Così il piccolo principe estirpò, con un po' di malinconia, i restanti germogli di baobab. Riteneva che non avrebbe mai più avuto occasione di ritornare. Ma tutte queste attività, a lui così familiari, quel mattino gli sembravano particolarmente dolci. E quando, una volta innaffiato il fiore per l'ultima volta, si accinse a ricoverarlo sotto la palla di vetro, fu preso dalla voglia di piangere.

— Addio — disse al suo fiore.

Ma lui non gli rispose.

— Addio — ripeté lui.

Il fiore diede un colpetto di tosse. Ma non era a causa di un raffreddore.

— Sono stato uno stupido — disse infine il fiore. Ti chiedo scusa. Cerca di essere felice.

Restò colpito dalla mancanza di rimproveri, e rimase lì sconcertato, con la palla di vetro sospesa per aria. Non riusciva a capire questa dolce tranquillità.

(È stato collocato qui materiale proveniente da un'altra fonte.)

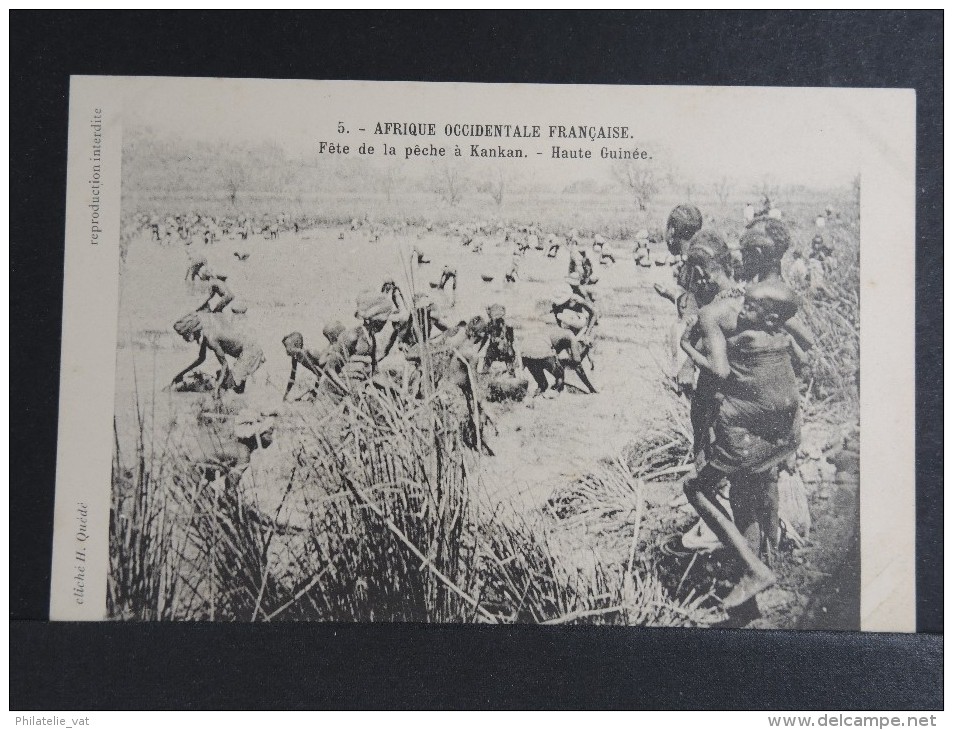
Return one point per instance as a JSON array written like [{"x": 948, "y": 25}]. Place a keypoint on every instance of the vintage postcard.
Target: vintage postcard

— E sì, ti amo — gli disse il fiore. Tu non lo hai capito per colpa mia. Questo non ha alcuna importanza. Ma tu sei stato stupido quanto me. Cerca di essere felice… e lascia perdere la palla di vetro. Io non lo voglio più.

— Ma il vento…

Non sono così raffreddato… L'aria fresca della notte mi gioverà. Sono un fiore.

— Ma gli animali…

— Si dovranno pur sopportare due o tre bruchi se si vogliono incontrare le farfalle. Dicono che siano così belle. Sennò chi verrà a farmi visita? Tu sarai via. Quanto agli animali più grossi, non li temo. Ho i miei artigli.

E ingenuamente mi mostrò le sue quattro spine. Poi aggiunse:

— Non indugiare ancora, è fastidioso. Hai deciso di partire. Allora vai.

Non voleva che io lo vedessi piangere. Era un fiore così orgoglioso…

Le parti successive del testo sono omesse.